I am registering hooks to update convolutional layer in this way
for i, conv_layer in enumerate(model.convos):
conv_layer.weight.retain_grad()
print("conv_layer.weight.shape ", conv_layer.weight.shape)
print("Ms[i].shape ", Ms[i].shape)
h = conv_layer.weight.register_hook(lambda grad: convo_grad_mult(grad, Ms[i]))
The output of print statements are
conv_layer.weight.shape torch.Size([17, 3, 3, 3])
Ms[i].shape torch.Size([3, 3])
conv_layer.weight.shape torch.Size([35, 17, 3, 3])
Ms[i].shape torch.Size([17, 17])
conv_layer.weight.shape torch.Size([9, 35, 3, 3])

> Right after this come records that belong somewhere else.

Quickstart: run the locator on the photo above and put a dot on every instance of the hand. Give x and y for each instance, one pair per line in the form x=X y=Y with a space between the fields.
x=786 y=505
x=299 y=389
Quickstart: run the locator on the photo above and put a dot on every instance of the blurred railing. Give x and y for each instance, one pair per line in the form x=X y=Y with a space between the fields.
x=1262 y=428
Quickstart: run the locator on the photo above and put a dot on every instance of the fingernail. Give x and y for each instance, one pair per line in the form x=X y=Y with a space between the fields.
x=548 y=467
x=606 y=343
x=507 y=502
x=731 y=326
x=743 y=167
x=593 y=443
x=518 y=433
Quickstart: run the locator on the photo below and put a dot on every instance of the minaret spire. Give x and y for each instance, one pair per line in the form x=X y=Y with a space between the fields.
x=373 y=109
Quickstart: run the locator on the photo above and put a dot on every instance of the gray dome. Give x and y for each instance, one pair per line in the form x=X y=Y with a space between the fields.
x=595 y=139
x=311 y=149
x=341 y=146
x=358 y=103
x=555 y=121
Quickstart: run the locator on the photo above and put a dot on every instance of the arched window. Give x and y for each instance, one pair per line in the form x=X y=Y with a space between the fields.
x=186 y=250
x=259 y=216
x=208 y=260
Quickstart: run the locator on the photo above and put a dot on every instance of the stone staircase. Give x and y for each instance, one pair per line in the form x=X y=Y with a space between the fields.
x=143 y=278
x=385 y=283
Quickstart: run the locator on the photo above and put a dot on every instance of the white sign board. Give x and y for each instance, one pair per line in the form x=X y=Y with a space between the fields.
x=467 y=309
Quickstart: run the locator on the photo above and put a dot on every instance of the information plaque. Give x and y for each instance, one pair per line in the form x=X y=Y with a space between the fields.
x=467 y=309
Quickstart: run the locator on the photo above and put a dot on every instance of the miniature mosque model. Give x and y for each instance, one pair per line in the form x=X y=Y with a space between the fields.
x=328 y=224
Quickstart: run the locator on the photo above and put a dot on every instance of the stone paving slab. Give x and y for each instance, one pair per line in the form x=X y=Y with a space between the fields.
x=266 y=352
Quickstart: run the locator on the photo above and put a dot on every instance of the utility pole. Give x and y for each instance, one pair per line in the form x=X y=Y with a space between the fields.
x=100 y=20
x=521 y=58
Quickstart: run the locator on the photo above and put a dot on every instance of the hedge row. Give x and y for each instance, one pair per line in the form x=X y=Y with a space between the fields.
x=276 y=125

Ms[i].shape torch.Size([35, 35])
Then during the hook registration within function convo_grad_mult
I print the sizes of arguments:
> M torch.Size([35, 35])
> grad torch.Size([35, 81])
> M torch.Size([35, 35]) **#here I am getting the error since I expect M of size [17, 17]**
> grad torch.Size([17, 315])
Why am I receiving the same M again while it is clear that I should have received M of size [17, 17]?
Here is full training loop.
EDIT:
Much simpler setting to reproduce the issue
def dummy(arg):
print(arg)
…
for i, conv_layer in enumerate(model.convos):
print("i={}".format(i))
print("conv_layer.weight.shape ", conv_layer.weight.shape)
h = conv_layer.weight.register_hook(lambda grad: dummy(i))
hooks.append(h)
Output:
i=0
conv_layer.weight.shape torch.Size([17, 3, 3, 3])
i=1
conv_layer.weight.shape torch.Size([35, 17, 3, 3])
i=2
conv_layer.weight.shape torch.Size([9, 35, 3, 3])
after calling backward() I get
2
2
2
Why does it only register last one?
Clearly I register hooks for different convo layers
If I do
h1 = model.convos[0].weight.register_hook(lambda grad: dummy(0))
h2 = model.convos[1].weight.register_hook(lambda grad: dummy(1))
h3 = model.convos[2].weight.register_hook(lambda grad: dummy(2))
Then I get correct output
2
1
0
Why it does not work with a loop?